Knowledge Graph

Poverty

ancient–contemporary
#political-economy#economics#justice#american-thought#policy

The condition of lacking the material resources necessary for a decent human life. Every serious account has to specify two things: which resources count, and what threshold separates having enough from not having enough. The answers determine almost everything else.

The dominant 20th-century approaches were absolute (a fixed minimum, often pegged to caloric needs or a basic basket of goods) and relative (a fraction — typically 50% or 60% — of the median income of the surrounding society, on the argument that what counts as poverty depends on the standard of living against which one is measured).
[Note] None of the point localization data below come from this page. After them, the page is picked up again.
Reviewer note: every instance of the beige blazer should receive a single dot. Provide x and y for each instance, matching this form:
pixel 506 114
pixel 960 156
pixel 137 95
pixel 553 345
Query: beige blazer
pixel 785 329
The U.S. official poverty measure, set in 1963 and only modestly modified since, is an absolute measure that most analysts regard as substantially too low and methodologically antiquated; the Supplemental Poverty Measure introduced in 2011 corrects some of the worst defects.

Amartya Sen's capability approach reframed the question more deeply: what matters is not the bundle of goods a person has but what the person is actually able to do and be — to be adequately fed, sheltered, and educated, to participate in the life of their community, to appear in public without shame. Two people with the same income may have very different capabilities, depending on disability, location, social standing, and surrounding institutions. The Human Development Index and the Multidimensional Poverty Index are downstream applications.

In the United States, poverty is a policy choice as much as an economic outcome — child poverty was cut roughly in half in 2021 by the temporary expansion of the Child Tax Credit, and rose back to its prior level when the expansion was allowed to expire in 2022. The reporting tradition from Michael Harrington's The Other America (1962) through Barbara Ehrenreich's Nickel and Dimed (2001), Matthew Desmond's Evicted (2016) and Poverty, by America (2023), and Sasha Abramsky's The American Way of Poverty (2013) has insisted that American poverty is structurally produced and could be structurally reduced. The Catholic Worker tradition of Dorothy Day, the settlement-house tradition of Jane Addams, and the agrarian tradition of Wendell Berry each offer different practical responses; all share the conviction that poverty is a moral and political problem, not a fact of nature.